Another TikTok user, Vlasta, shares her experience as a Russian living in America while her Russian-Ukrainian mother is still in Russia. In one video, Vlasta expresses frustration over the countless questions from followers who want to know why she hasn’t talked about the situation between Russia and Ukraine. She then conveys her true feelings on the situation as well as how much it has personally affected her and her family. She further explains that she is in the final stage of her pregnancy and is sending all her savings to her mother — who is praying that she will live to see her granddaughter one day.
Other videos have surfaced on Twitter as well. A video posted by @rblx_eddy shows a young Russian soldier who had surrendered and received food while on the phone with his family, saying, “This is not his war, it’s Putin’s.” These are real lives being affected by Putin’s selfish rage against Ukraine.
As people share their personal experiences with the situation in Ukraine, others have given their own controversial takes. Actress AnnaLynne McCord posted a video to her Twitter on Feb. 24 titled, “Dear Mister President Vladimir Putin.” In the video, McCord recites a poem she wrote directed toward Putin. In the poem, McCord articulates how she wishes she was his mother and could have taught him right from wrong in his youth so he wouldn’t feel the need to declare war in his adult years. Many Twitter users saw this video as offensive and as shifting blame to his mother rather than Putin. Users also attacked McCord for her tone-deaf video and posted parodies and memes in response.
Others have posted satirical videos of the situation in Ukraine. TikTok user Lil Gnar posted a video of himself casually riding a tank while the song “War” by Chief Keef plays in the background. Another TikTok video by @britishdose shows young British boys hopping around and getting pumped for a fight with the words “Live Footage: British Troops arrive in Ukraine” on the screen.

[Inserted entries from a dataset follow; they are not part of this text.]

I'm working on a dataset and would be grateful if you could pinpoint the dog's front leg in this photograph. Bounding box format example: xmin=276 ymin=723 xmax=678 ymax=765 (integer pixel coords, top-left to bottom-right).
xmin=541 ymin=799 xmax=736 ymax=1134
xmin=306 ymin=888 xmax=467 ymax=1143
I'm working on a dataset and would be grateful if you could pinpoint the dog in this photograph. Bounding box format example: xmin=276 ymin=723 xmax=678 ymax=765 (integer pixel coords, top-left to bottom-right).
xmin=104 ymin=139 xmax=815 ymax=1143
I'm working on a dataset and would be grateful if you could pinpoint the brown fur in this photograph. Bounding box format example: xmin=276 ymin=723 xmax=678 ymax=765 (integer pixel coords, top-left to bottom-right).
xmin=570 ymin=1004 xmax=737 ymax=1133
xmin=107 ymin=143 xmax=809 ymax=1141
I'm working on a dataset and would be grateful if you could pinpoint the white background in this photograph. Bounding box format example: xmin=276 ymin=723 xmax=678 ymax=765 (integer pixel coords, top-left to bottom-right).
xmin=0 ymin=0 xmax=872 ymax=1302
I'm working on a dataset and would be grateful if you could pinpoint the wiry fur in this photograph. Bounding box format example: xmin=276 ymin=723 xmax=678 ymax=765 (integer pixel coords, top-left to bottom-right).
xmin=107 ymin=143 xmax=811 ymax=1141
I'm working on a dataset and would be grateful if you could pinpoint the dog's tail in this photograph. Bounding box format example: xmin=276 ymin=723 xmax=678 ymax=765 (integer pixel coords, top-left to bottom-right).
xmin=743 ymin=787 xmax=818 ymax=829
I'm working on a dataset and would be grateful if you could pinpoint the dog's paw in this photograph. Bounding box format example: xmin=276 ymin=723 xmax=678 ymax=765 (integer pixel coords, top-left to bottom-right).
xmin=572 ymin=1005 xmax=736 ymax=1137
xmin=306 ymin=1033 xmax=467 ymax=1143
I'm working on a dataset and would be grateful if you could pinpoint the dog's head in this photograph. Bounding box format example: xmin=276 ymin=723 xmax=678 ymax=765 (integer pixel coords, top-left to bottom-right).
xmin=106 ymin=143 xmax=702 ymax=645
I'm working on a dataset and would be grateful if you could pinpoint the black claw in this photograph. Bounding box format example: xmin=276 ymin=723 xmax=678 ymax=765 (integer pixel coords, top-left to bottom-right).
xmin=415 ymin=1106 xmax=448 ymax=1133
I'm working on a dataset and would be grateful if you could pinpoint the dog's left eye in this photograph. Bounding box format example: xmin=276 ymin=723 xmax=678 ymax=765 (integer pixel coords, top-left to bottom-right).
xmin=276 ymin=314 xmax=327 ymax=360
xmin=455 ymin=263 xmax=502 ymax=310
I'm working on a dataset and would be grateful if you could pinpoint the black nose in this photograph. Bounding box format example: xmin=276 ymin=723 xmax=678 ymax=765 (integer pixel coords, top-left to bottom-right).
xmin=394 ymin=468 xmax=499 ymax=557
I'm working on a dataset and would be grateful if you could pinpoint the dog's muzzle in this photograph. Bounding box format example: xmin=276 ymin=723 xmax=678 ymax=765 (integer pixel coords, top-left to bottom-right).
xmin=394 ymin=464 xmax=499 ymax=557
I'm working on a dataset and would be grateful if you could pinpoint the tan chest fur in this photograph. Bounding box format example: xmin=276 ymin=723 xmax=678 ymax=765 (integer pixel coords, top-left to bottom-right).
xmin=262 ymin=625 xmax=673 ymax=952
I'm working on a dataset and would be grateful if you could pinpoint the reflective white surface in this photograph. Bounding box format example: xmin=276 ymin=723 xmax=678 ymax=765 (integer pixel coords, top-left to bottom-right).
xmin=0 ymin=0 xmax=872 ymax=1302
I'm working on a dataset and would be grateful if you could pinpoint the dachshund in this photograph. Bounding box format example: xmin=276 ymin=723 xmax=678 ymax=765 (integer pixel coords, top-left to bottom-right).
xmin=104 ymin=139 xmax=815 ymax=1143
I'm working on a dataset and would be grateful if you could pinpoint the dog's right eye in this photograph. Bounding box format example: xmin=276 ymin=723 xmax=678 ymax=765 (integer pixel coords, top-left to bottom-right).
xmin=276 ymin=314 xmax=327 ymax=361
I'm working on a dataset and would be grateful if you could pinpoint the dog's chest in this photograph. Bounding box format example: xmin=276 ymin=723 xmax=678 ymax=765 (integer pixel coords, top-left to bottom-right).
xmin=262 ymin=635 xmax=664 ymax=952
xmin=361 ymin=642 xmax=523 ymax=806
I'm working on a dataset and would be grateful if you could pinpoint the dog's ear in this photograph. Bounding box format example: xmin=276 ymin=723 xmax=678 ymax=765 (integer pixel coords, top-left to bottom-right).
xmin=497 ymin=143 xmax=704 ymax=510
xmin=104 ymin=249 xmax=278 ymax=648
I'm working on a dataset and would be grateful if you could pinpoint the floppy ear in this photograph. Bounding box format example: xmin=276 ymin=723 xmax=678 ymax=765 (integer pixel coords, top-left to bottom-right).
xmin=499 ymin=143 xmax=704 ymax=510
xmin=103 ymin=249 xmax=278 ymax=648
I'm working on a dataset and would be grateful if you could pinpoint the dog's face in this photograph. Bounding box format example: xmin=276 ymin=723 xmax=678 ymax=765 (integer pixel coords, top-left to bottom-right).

On Twitter, users have been sending tweets to Putin, some even referring to him as “daddy.” With few restrictions on who can message you on the internet, many people (including kids) have been sending messages to the Russian president. Before Russia invaded Ukraine, many Twitter users pleaded with him online in hopes he wouldn’t start a war. To little surprise, their attempts failed, and other users went after the trolls who thought these tweets to Putin were funny. Twitter user @zippidumbass tweeted, “where r all the bitches who posted the ‘omg putin daddy don’t do this this isn’t like you’ on insta and tiktok? real fuxking funny now huh.”
User @mnsknmoon tweeted, “if you still think making jokes about ww3 is cool, better look at this picture. look at my country. the photos were taken less than 24 hours ago. still funny, huh? still wanna call putin vladdy daddy and send him cute emoji? you’re disgusting,” followed by four pictures of a war-torn Ukraine. Since the attacks, there haven’t been many “Vladdy Daddy” tweets to Putin, and the internet is starting to take these events more seriously.
The situation between Russia and Ukraine is a serious matter that involves real lives. Some people may use the interest around the circumstances to make jokes therapeutically, but not all of this humor has good intentions. Jokes shouldn’t be made about a war where people’s lives, homes and families are in danger. It is important to remember that although Ukraine seems far away, it’s closer to home and the people around them than they may believe. With this in mind, internet users must show support to those in Ukraine and Russia during this difficult time.